Neither of his executioners told me to shut up.

“I believe,” I said, ‘that now and then historians should stand back from what actually happened and why, and ask themselves what might have happened? It does not matter if one is a determinist or a fatalist; a believer in the great man (or woman) theory of things, or a conspiracy theorist, or simply a believer in ‘what will be will be’. Frankly, there are points in the past where the world might easily have taken a different course. And no, I am not talking about chaos theory, whereby a butterfly flaps its wings and the world, in some non-specific, indefinable way is never the same again. Randomness and chance, the roll of the dice of death, birth, redemption, atonement or calumny are incalculable variables; that is a given. That is just life; c’est la vie. No, what I am alluding to is the possibility that there might be moments – perhaps, identifiable moments – when something happened that was of such moment that history thereafter took a radically different path from than that which it might otherwise have taken. That literally, in that moment the fate of great nations, of empires was changed by a single, decisive event.”

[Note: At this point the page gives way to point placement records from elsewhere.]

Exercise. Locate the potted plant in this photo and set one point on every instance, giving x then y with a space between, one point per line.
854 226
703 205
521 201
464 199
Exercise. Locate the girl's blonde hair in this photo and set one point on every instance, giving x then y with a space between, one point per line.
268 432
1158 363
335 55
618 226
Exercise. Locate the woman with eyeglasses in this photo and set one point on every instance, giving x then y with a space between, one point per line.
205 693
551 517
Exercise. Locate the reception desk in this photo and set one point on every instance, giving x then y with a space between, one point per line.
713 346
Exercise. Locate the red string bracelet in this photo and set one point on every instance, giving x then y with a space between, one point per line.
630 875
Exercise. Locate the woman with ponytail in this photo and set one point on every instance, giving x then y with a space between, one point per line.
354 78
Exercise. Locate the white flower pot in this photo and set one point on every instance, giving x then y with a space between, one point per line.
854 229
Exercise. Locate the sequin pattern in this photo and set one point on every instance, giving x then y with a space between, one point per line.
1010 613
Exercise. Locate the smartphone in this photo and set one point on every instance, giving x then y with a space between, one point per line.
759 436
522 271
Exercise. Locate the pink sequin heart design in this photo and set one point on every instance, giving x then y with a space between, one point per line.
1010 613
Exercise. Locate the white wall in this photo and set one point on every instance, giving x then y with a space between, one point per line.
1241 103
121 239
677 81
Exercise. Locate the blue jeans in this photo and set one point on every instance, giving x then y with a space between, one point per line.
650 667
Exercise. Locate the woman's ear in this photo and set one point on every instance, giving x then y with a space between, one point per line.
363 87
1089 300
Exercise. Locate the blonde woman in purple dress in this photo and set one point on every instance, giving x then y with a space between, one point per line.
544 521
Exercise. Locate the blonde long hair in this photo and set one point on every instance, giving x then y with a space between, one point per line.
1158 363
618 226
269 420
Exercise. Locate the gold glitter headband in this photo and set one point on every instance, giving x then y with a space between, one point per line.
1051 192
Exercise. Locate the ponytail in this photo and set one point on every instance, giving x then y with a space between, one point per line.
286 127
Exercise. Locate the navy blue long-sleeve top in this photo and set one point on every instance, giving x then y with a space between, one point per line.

“Hence the George Washington story?” Lieutenant Adams asked rhetorically.

“Yes,” I nodded. “It is in all the standard histories of the First Rebellion but modern historians tend to underplay Washington’s significance.”

“But you don’t?”

“No.”

“I’m no student of mid-New England history,” the woman admitted. “Tell me George Washington’s story.”

I was genuinely at a loss.

I thought I was being interrogated.

And still not sure why except it probably had something to do with Abe.

“What’s happened to Abe?” I asked, doggedly.

Lieutenant Adams crossed her arms across her breasts, which were small, pert and generally proportioned in a most complimentary fashion to the rest of her personage. This I noticed because despite my advanced years – fifty-seven and counting, although the way things were going, not for much longer – I still notice these things. As Sarah would say, and Rachel, bless her, was also wont: ‘Men!’